Every Monday we will post an entry that hasn’t yet been published with a view towards harnessing the collective onomastic power of the internet. If you have any thoughts about the name’s origin, other variants it might be related to, other examples of its use, etc., please share them in the comments! If you wish to browse other Mystery Monday names, there is an index.
Today’s name is an odd little one. We’ve got four different grammatical forms of the name, which all occur in the same charter in reference to the same person. All the documented forms spell it with initial Y-, but since Y forms are always atypical we have hypothesized a standardized form with I- — but it is definitely nothing more than hypothesized!
The record comes from Tirol, and many of the other names in the same source show distinct Germanic influences, so it would be reasonable to look to Germanic origins as well as to Romance. On the Germanic side, the name could be related to Old Saxon, Old High German īsarn ‘iron’, which does show up in names in the form iren. But is yran a reasonable extrapolation from iren? We’re really not sure.
And we’re even less sure what a possible Romance origin of the name could be.
Do you have any thoughts? Seen any other examples of this name? Please share in the comments!
My guess is a short form for Hieronymus (I have seen Iron already with this derivation).

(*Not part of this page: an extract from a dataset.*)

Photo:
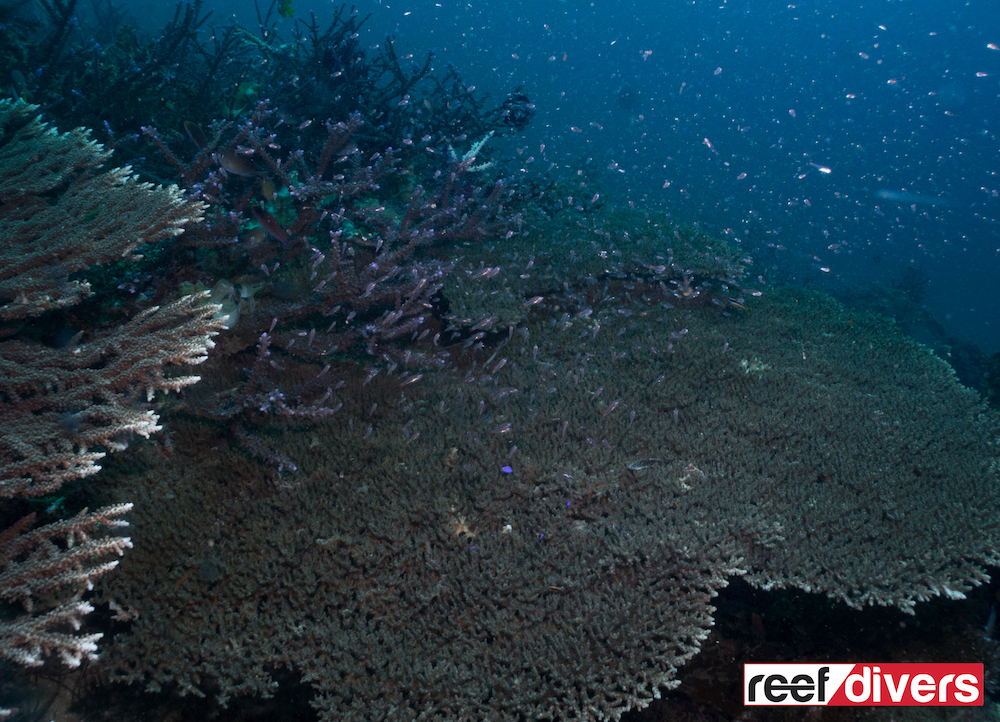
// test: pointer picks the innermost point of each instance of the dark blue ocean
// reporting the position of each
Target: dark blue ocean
(841, 142)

The same person (Yranus son of Guatus of Velsecke, between 1214 and 1245) is mentioned as “Yranus (oder Uranus)” here:
https://books.google.com/books?id=aJMxAQAAIAAJ&pg=PA146
But then on the same page he is “Giranus” (brother of Simon son of Guatus, 1248), then “Cyranus” and so on. Here:
https://books.google.com/books?id=K2YdAAAAMAAJ&pg=PA74
he is called “Cyranus”, “Cyrananus” or “Cyrannus”. (Note that according to “Die Südtiroler Notariats-Imbreviaturen” p. 535 the sons of Guatus were “Petrus, Jacobus, Yranus, Simeon”). If all these are correctly transcribed from the documents, it seems likely that Yranus is some kind of aphetic form.
To add a little to this, here in documents XXXVI and XXXVII, both from 1343, one person’s name appears both as Ciranus de Larocha and as Giranus de Larocha, though the documents were issued by the same papal notary.